Анни обернулась, склонила головку и смотрела с веселою укоризной.
– Она очень узкая… Вам не кажется, Анни? – пояснил он.
– Нет, нет, так уютнее. Я бы не хотела, чтоб она была шире. Я бы, наверное, испугалась большого пространства…
– А мне кажется, я бы хотел…
«Я могу идти туда и могу идти сюда. Если я заверну за угол – там будет шляпная лавка, а дальше – кафе, справа в витринах стоят бледнолицые манекены с поднятыми руками и в блестящих одеждах. Перед дверью швейцар, кланяясь, пропускает вовнутрь. Это дорогой магазин, но там можно купить новый пиджак – и пойти в кино или в ресторан. Налево – высокий пассаж, за ним вокзал и банк. В банке можно получить деньги, а на вокзале можно сесть на поезд. Если приехать в соседний городок, там будет много деревьев, но тоже можно зайти в кафе и посидеть у реки – она там даже красивее, – погулять по липовой аллее, вернуться и успеть еще на обратный рейс. Сойти с поезда, дойти до своей улицы, поздороваться с соседом, который по-прежнему сидит и курит у парадной, подняться к себе, дождаться, чтоб служанка принесла ужин и поворчать, если она запоздает… Мне это кажется совершенно необъяснимым. Как я все это делаю? Откуда я все это знаю? Почему я уверен, что вокзал слева, а не справа? Почему я уверен, что он вообще есть, и смело иду покупать билет, даже не сомневаясь, что смогу вернуться обратно? Или, если я этому удивляюсь, то как же я все-таки иду? Иногда создается такое впечатление, что мои ноги обладают каким-то своим разумом и делают все, совершенно не советуясь со мной. И мои глаза тоже, потому что они смотрят равнодушно. Я пытался обмануть их: например, сесть в трамвай, переехать через мост, зажмурившись, и выйти уже на той стороне. И что же? Они ведут себя как ни в чем не бывало, как будто твердо и хорошо знают все наперед. Как такое может быть?»
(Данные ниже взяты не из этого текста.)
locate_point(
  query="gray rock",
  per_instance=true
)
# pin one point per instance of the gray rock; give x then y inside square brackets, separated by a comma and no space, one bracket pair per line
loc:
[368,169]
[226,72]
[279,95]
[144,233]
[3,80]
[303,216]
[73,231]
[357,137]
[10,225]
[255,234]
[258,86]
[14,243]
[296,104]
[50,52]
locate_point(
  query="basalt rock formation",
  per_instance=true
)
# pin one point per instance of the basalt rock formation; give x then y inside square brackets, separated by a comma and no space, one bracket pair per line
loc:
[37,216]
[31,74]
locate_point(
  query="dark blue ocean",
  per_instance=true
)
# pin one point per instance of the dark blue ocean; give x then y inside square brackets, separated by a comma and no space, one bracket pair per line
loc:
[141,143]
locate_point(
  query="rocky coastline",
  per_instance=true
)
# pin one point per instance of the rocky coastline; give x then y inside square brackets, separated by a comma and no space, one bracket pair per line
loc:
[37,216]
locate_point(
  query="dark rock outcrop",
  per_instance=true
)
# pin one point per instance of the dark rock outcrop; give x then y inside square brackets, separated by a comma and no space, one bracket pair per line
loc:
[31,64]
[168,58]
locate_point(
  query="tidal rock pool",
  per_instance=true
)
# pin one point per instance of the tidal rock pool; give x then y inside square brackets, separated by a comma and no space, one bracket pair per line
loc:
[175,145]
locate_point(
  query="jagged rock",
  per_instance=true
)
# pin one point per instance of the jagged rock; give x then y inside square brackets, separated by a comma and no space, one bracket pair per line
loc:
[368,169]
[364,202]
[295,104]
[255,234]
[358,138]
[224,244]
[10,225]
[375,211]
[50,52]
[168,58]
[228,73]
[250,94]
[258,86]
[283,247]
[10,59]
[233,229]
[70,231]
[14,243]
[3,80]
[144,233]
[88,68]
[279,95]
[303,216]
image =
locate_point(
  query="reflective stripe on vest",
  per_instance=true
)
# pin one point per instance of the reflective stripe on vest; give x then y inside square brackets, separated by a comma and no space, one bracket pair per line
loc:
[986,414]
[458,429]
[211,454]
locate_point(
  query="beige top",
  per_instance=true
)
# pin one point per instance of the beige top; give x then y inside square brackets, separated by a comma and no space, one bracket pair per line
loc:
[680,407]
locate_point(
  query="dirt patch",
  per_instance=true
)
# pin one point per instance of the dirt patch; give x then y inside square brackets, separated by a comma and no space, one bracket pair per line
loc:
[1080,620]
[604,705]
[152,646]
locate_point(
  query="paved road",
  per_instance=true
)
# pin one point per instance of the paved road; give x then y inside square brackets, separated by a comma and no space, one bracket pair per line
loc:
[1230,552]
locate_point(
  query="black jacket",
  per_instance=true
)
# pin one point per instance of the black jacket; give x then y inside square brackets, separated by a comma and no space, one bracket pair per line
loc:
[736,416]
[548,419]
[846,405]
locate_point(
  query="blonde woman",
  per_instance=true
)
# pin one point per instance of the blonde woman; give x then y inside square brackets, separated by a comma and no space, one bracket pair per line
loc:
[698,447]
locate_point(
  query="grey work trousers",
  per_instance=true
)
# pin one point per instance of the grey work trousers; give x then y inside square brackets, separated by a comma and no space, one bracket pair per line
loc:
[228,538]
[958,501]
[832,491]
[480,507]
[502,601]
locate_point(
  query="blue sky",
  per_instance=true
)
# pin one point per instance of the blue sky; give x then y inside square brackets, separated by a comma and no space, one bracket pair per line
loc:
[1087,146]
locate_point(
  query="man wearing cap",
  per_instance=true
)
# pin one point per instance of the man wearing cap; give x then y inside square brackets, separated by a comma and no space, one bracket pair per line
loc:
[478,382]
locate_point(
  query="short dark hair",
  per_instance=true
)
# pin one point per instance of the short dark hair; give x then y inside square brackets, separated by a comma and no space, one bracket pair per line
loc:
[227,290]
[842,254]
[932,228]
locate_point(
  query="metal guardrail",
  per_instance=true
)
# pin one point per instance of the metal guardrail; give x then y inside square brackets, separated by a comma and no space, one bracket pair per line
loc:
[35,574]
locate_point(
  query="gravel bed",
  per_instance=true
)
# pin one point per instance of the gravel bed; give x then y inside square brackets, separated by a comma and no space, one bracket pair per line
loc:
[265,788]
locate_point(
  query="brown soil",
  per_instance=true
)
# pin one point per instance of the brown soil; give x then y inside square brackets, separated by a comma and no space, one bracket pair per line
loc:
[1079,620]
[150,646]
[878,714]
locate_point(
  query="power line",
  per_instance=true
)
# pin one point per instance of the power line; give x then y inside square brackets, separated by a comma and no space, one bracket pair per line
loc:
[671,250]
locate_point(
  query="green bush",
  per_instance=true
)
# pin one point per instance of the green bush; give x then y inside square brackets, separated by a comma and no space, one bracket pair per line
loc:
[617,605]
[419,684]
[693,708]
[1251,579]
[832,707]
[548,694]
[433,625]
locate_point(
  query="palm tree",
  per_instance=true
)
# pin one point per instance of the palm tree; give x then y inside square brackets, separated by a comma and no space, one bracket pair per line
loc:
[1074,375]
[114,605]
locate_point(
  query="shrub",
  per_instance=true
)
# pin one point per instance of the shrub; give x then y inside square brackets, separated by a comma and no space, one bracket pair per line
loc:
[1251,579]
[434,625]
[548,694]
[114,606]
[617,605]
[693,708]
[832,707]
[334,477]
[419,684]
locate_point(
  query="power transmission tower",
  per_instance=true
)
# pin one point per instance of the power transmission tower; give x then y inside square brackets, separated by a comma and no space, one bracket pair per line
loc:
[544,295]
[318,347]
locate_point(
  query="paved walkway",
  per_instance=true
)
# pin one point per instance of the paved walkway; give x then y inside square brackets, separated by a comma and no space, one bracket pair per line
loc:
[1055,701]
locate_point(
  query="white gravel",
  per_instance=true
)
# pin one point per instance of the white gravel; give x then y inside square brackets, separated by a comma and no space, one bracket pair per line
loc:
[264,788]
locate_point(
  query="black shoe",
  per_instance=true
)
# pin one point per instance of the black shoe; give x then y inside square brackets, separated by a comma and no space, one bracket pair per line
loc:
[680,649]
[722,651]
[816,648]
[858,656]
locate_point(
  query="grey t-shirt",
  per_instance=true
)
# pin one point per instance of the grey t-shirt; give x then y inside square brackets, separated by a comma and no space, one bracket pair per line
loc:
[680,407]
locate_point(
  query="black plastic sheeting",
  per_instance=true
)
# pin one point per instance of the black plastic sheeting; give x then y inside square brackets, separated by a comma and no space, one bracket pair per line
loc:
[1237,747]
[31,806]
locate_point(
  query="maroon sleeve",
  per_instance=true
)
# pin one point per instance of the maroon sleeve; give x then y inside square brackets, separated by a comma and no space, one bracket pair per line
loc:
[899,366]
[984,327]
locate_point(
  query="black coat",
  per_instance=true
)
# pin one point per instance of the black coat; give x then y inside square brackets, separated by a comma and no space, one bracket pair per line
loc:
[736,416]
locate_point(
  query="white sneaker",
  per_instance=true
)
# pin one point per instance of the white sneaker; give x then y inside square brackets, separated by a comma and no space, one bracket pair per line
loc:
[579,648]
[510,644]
Выслушав эту тираду, художник задумчиво потер пальцем свои короткие усы.
– А почему же ты думаешь, что этот разум – не твой?
– Ну потому что я-то этого всего не знаю… То есть я предполагаю, но я не уверен, а они как будто не сомневаются.
– Может, именно оттого, что не могут подумать?
К. составил ноги носками вместе, посмотрел на них, потом за решетку набережной на серую воду и покачал головой печально.
– Ну хорошо, – согласился художник. – Но разве не надо радоваться, что они приводят тебя именно туда, куда нужно, и там находится именно то, чего ты ожидаешь? Если это чудо – то, по крайней мере, очень удачное. Что тебя печалит?
– Меня это беспокоит, Петри, меня это очень беспокоит, – сказал К., посмотрев вдоль реки.
Ветер разбрасывал по его лбу темные пряди волос.
– Петри, – тревожно добавил он вдруг. – Тебе не кажется, что у этого моста было раньше три, а не четыре пролета?
Художник посмотрел в сторону приземистого строения, по которому отчаянно громыхал перекатывающийся через приподнятый горб трамвай.